I was curious. “What’d you do?”
She held up a $10 bill. “I sold your E-ZPass to a trucker. C’mon, let’s go.”
Now that was pretty impressive. “You really think all this is necessary?”
“Who knows?” She shrugged. “We’re just making it up as we go along.” She looked at me and smiled for the first time. “Welcome to New America.”
As we skirted Baltimore I finally began to relax. “Can I ask you a question?”
“That is a question,” she pointed out. She had a really confident attitude, but I noticed that her nails were either cut or bitten short.
“How many runs like this have you made?”
“Counting this one?” She pursed her lips. “Two.” The “railroad,” she explained, had been organized by former New York governor Andrew Cuomo, who had turned down the opportunity to flee to Canada and supposedly was moving around the country in disguise, setting up safe houses and way stations. “He’s become an almost mythical figure,” she said. “You know, like Sasquatch.” I noticed she had a very pleasant voice, feminine with a backbone. “There are all these stories of him popping up all over the country. People claim they’ve seen him driving an Uber, pretending to be a power company lineman, even walking around wearing dark sunglasses being led by a guide dog.”
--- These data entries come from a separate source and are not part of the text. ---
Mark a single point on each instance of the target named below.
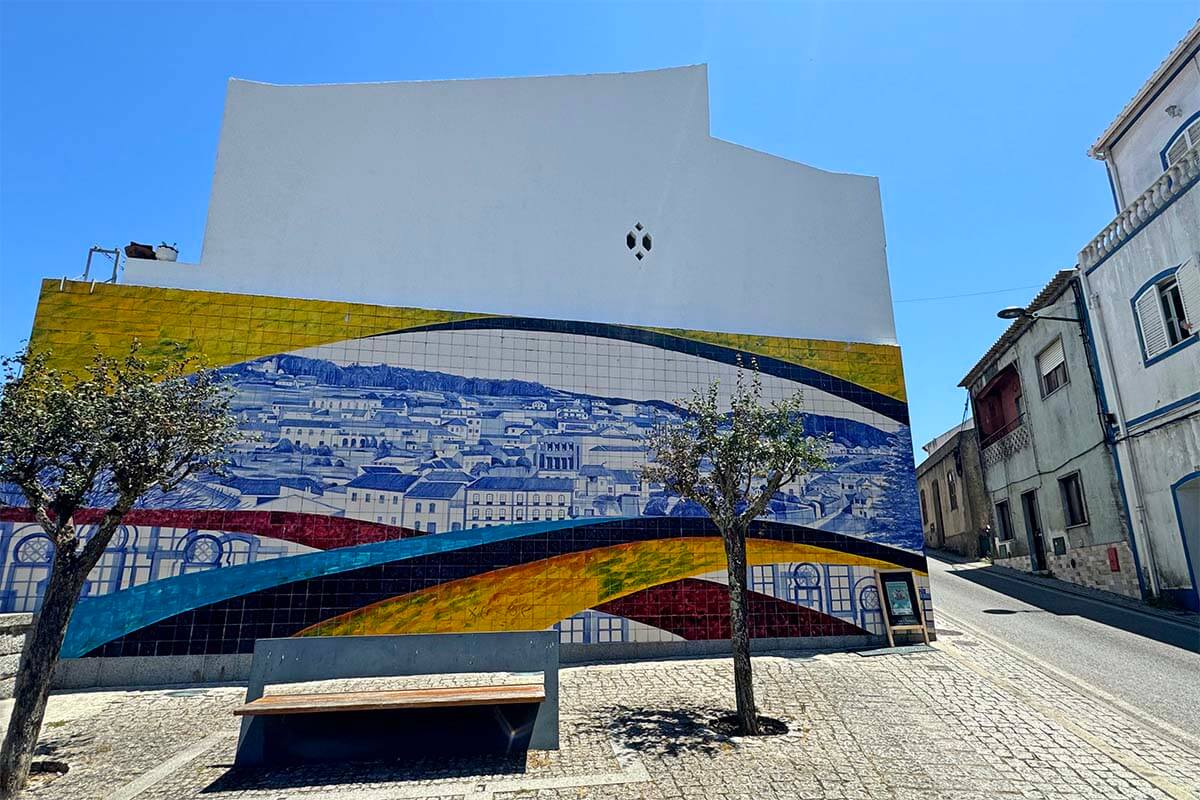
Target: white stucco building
(317, 196)
(1141, 282)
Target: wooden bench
(335, 726)
(394, 699)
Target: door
(1187, 510)
(1033, 530)
(937, 516)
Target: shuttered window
(1169, 310)
(1185, 140)
(1188, 277)
(1053, 367)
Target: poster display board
(900, 603)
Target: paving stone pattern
(965, 720)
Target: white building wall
(515, 197)
(1135, 157)
(1158, 403)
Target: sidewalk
(961, 720)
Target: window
(1167, 310)
(1186, 138)
(1053, 368)
(1073, 506)
(1003, 522)
(610, 629)
(1173, 311)
(840, 595)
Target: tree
(732, 463)
(102, 439)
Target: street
(1140, 659)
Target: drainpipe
(1121, 445)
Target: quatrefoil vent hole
(640, 241)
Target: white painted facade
(1144, 264)
(1133, 148)
(525, 190)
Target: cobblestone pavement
(964, 720)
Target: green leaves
(125, 427)
(733, 462)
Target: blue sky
(975, 115)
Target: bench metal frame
(333, 657)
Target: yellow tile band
(75, 318)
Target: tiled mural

The farther we got away from Washington, the more relaxed she became. She was an actress, she said, which allowed her to move easily and often without attracting government attention. That’s why she had been recruited.
Suddenly it all clicked. That’s why she had looked so familiar. “You’re the cell phone girl!” I said with the delight of recognition. I repeated her line from the ubiquitous commercials, imitating the pseudo-sultry voice she used in those spots. “Everybody else is just talk. We’re the whole deal.” We laughed together, and for a brief moment the tension was lifted.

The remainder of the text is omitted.